Belki de ilk çağlarda bile tolere edilemeyecek bir şey oluyor:  ilk çağda bile bir toplumun, toplum olarak devamını sağlayacak olan, çok ilkel de olsa bir kural vardır hani. Bir kabile, belki bir iki tane yasa maddesi diyebileceğimiz bir şeyde, şu anda bize çok tuhaf gelen bir söz dizimi ile anlaşmıştır ve ona uyduğu sürece ayakta kalmaktadır.

İşte Türkiye’de şimdi, AKP bir kabile reisinin bile yapamayacağı bir şeyi yapıyor; hiçbir yasa tanımıyor.

Anayasa ayaklar altında.

Yasama ve yargı, polisin ve hükümetin elinde.

Hâkimler ve Savcılar Yüksek Kurulu. Yargıtay. Danıştay. Sayıştay. Bu her biri çok kudretli adlara sahip kurumlar ne oluyor? Her biri, tek bir adamın elinde oyuncak mı?

Onlar oyuncak değil, başbakanın elindeki şey, devlet denen o en büyük baskı aygıtının somut parçalarıdır. Ve onları şimdi, sadece cemaate değil, yönettiği toplumun üzerine sallıyor da sallıyor.

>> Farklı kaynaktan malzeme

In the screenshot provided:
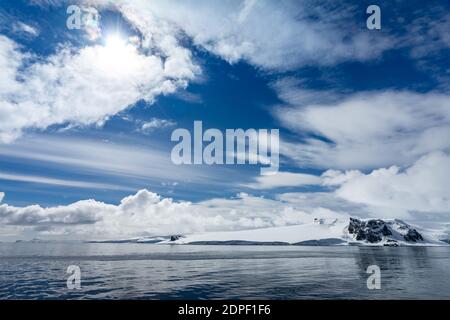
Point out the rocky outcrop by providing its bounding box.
[348,218,424,246]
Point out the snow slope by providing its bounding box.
[160,219,447,246]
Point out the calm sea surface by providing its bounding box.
[0,243,450,299]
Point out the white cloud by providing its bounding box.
[244,172,322,189]
[0,190,354,239]
[87,0,391,70]
[13,21,39,37]
[0,21,199,142]
[139,118,177,133]
[0,172,130,190]
[275,90,450,169]
[0,135,214,186]
[324,152,450,216]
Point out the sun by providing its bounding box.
[105,33,127,50]
[98,33,139,75]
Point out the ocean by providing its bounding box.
[0,242,450,299]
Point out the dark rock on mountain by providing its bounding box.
[348,218,424,246]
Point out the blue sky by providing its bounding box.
[0,0,450,239]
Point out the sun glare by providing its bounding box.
[99,33,138,75]
[105,34,127,50]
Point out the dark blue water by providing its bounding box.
[0,243,450,299]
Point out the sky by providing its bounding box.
[0,0,450,241]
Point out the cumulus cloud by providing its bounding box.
[323,152,450,216]
[275,91,450,169]
[0,190,348,239]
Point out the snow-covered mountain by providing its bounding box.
[160,218,448,246]
[91,218,449,246]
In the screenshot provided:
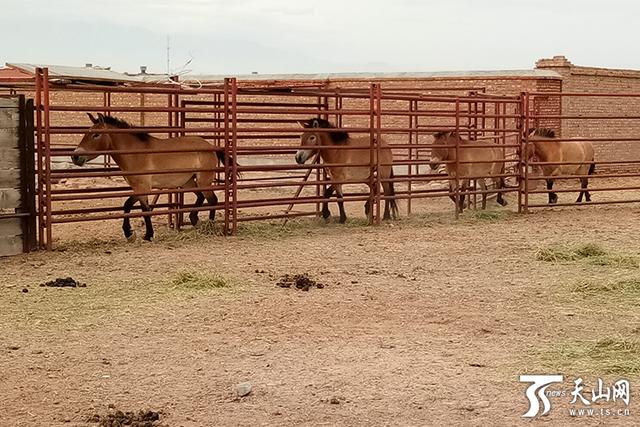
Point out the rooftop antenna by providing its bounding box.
[167,34,171,77]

Sallıyorsun da başbakan, o parçaların gerçek sahibi olan halk da bütün bunları görüyor. Sana o güvendiğin oyları, elinde salladığın devlet aygıtının, o en korkutucu olan, silahlı olan tarafının darbelerinden bıktığı usandığı için vermişti.

Ama biz de nerde öyle lider? Tarihten tek öğrendikleri şey, o aynı silahlı kuvvetlerin eteklerine sığınmak işte. Erdoğan’ın daha öncekilerden tek farkı; bütün bunları bu kadar efelendikten sonra ve sırf para yüzünden yani hem bu kadar geniş bir açıyla ve ahlaken sadece kendisi için yapması. Ne paraymış be arkadaş, bu kadar acayip işler yaptırıyor. AKP’ye Ergenekon’u, darbecileri aklattırıyor.

*

Derler ki, etik hep önden gider, yasa arkadan gelir.

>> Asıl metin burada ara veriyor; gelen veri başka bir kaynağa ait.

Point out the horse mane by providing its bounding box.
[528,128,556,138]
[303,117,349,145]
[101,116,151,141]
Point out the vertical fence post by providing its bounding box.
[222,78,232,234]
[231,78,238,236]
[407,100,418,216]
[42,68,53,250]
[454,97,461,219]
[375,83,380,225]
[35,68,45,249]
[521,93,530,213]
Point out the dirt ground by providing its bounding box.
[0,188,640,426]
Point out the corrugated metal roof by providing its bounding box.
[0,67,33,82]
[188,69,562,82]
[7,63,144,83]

Bizde şimdi bu da tersine çevrildi, önden ahlaksızlık, arkasından yasası geliyor. Değil sadece Türkiye halklarının, bütün peygamberlerin ve antikçağdan bu yana bütün filozofların kemikleri sızlıyor şu anda.

*

Ama bütün bunlar için ne diyecekler yarın; “kaçınılmaz”.

İnsanlık suçlarının en büyüklerine, F-16’larla çocuk bombalamaya nasıl kaçınılmaz dedilerse bugün, her şey için böyle diyebilirler.

Uludere kaçınılmaz bir hata sonucuymuş meğer duydunuz mu?

Evlerinden haritaya bakarak çocuk bombalatırken kaçınamamışlar Erdoğan ve Özel. 

*

Bu adamların elinde oyuncak gibi salladıkları şey, o devlet denilenin o parçaları, oyuncak haline getirdikleri , bizlerin gerçek hayatlarıdır. Uludere’de, Gezi’de, Zonguldak’ta madenlerde, İstiklal caddesinde eylemlerde, mecliste, mahkemede, her yerde, hayatlarımızı, bu ellerden alarak, yaşanmaya değer hale getirmeye yeminli bir toplum da var bugün Türkiye’de.

Burası “muz cumhuriyeti”  değil, “valiler cumhuriyeti” hiç değil. Bu günler geçecek, Cumartesi Annesi Hanife Anne’nin dediği gibi olacak;

“Sen gidersin, kutun kalır AKP”.

Hele ki, o güzel günler geldiğinde; halk devletin parçalarını ele geçirdiğinde,  bir daha asla bu rezilliklerin tekrarlanmayacağı bir hale getirecek onu. Komünist Manifesto’dan öğrendi bir kere, onu olduğu hali ile bırakmayacak asla, sizin gibiler bir daha türeyemeyecek. 

*

Kadın Cinayetlerini Durduracağız Platformu, geçen Pazar, o ayakkabı kutulardan polis barikatına bıraktı.  2013 yılında AKP bu işler ile meşgulken öldürülen 237 kadın kardeşinin hesabını bir de böyle sordu; hükümet ve polis karşısında direnerek.

 

Hem hesap sormaya hem de yürüyüş hakkı ve bütün temel haklar için direnmeye devam edecek kadınlar. Kaçınılmaz biçimde.